Thought for the Week with Graham Hobbs, Minchinhampton Baptist Church

CHRISTMAS and New Year are behind us now.

We must have had a variety of experiences.

A fresh look at the original Christmas stories show how chaotic the first one was.

This year, ours was too at times.

Christmas dinner was spent in a church hall with some folk unable to have a traditional family get together at home.

We made an interesting bunch, “Chaotic,” certainly, yet we enjoyed it.

Between Christmas and New Year, having an assortment of children, in laws, grandchildren and pets made for a less chaotic and definitely enjoyable time.

However, there was a shadow in the background.

I won’t break any confidences other than to say some acquaintances brought their 12 year old child home for a last Christmas together.

It made me so angry, I even expressed some strong feelings to God, not rude ones but still strong ones and it led me to take my grief out with an axe.

Given enough anger, it’s amazing how much kindling wood a person with ME can generate.

In calmer moments, I did some reading.

I found a lovely bit in The Magician’s Nephew, one of C.S. Lewis’ Narnia books, where a child asks the Lion, a metaphor for Jesus, to heal his mum.

For several pages of the book, the child doesn’t get the obvious response he’s so desperate for.

As he looks at the lion’s feet, he feels the lion is interested in other things.

Then he looks up.

The all powerful majestic lion has massive tears in his eyes.

Jesus does feel it too and he cares.

Beyond all the commercial activity and self indulgence that hijacked so much of Christmas 2018, the amazing truth is that we have a God who cares so much that He himself came into our world, the ultimate Christmas present wrapped in a helpless new born baby.

It means that although our life can be messy, chaotic perhaps, God knows.

God understands.

He feels it.

He’s been in messier more chaotic situations himself.

He came through them and wants to bring us through ours, and not just at Christmas.

It’s for every day of 2019 and beyond.

I don’t know how my acquaintances will cope with the chaotic feelings of their child’s funeral this year.

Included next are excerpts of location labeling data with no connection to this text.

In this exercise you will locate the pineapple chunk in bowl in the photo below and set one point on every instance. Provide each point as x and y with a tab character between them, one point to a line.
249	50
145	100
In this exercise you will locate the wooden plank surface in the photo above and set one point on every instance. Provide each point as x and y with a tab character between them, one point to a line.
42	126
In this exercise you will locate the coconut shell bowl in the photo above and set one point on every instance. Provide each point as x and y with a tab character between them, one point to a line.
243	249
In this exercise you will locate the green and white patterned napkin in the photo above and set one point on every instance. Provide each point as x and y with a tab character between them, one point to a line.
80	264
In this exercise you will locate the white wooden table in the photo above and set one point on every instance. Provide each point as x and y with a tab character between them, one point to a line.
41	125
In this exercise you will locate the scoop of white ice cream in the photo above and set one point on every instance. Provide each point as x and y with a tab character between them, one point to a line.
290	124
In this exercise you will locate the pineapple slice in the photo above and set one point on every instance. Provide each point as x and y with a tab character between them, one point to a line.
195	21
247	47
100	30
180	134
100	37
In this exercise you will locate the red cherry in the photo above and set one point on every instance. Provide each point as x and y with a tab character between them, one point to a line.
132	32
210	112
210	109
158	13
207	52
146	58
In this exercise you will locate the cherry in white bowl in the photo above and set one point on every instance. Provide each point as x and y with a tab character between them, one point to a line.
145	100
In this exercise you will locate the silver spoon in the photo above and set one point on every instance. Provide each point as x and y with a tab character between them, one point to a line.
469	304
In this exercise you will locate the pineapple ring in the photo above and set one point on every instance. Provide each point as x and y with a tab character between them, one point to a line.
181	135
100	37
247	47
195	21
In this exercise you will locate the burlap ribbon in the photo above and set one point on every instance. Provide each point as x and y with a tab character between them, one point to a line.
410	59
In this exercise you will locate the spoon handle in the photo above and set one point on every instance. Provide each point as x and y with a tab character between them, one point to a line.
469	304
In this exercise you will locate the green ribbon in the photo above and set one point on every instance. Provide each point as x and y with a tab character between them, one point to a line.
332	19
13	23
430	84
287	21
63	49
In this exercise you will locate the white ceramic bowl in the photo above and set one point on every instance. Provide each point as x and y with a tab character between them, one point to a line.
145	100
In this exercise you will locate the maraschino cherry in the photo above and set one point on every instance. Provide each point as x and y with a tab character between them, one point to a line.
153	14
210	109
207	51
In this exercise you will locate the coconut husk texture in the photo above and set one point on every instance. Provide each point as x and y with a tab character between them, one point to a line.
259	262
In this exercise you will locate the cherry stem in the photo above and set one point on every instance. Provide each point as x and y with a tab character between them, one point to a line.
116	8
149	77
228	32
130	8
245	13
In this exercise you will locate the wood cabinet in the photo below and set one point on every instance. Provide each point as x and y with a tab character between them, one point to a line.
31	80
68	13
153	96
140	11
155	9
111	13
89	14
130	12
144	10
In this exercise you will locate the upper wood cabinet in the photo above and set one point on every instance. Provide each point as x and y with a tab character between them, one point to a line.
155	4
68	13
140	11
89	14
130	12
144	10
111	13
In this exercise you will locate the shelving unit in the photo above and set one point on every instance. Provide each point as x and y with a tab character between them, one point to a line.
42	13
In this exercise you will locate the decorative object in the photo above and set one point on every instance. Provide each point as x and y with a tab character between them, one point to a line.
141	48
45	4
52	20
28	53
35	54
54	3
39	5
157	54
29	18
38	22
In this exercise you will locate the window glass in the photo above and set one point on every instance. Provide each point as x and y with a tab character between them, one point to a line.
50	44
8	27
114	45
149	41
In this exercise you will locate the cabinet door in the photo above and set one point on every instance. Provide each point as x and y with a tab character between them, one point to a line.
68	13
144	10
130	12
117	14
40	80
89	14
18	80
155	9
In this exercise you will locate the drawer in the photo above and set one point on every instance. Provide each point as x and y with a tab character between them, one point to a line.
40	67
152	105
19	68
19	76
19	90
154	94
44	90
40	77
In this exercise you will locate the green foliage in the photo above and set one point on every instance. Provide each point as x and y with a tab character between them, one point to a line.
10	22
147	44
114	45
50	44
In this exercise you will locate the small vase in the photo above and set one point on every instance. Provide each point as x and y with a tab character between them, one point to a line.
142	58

Ideally, there wouldn’t be one.

Dozens of us still pray for a miracle but experience tells me that, whilst God still does do miracles today, He doesn’t always.

I don’t know why.

It’s not that He doesn’t care.

He does.

He knows the pain.

It’s that same Emmanuel, - “God with us,” as it’s usually translated in Christmas Bible readings - who will go through it alongside each of us and, I believe, will still be with us to bring us out the other side.

We used to see posters at this time of year, “A dog is for life, not just for Christmas.”

Take the word, “Dog,” out, spell it backwards and return it to the sentence.

Even in our chaos, that’s the ultimate truth.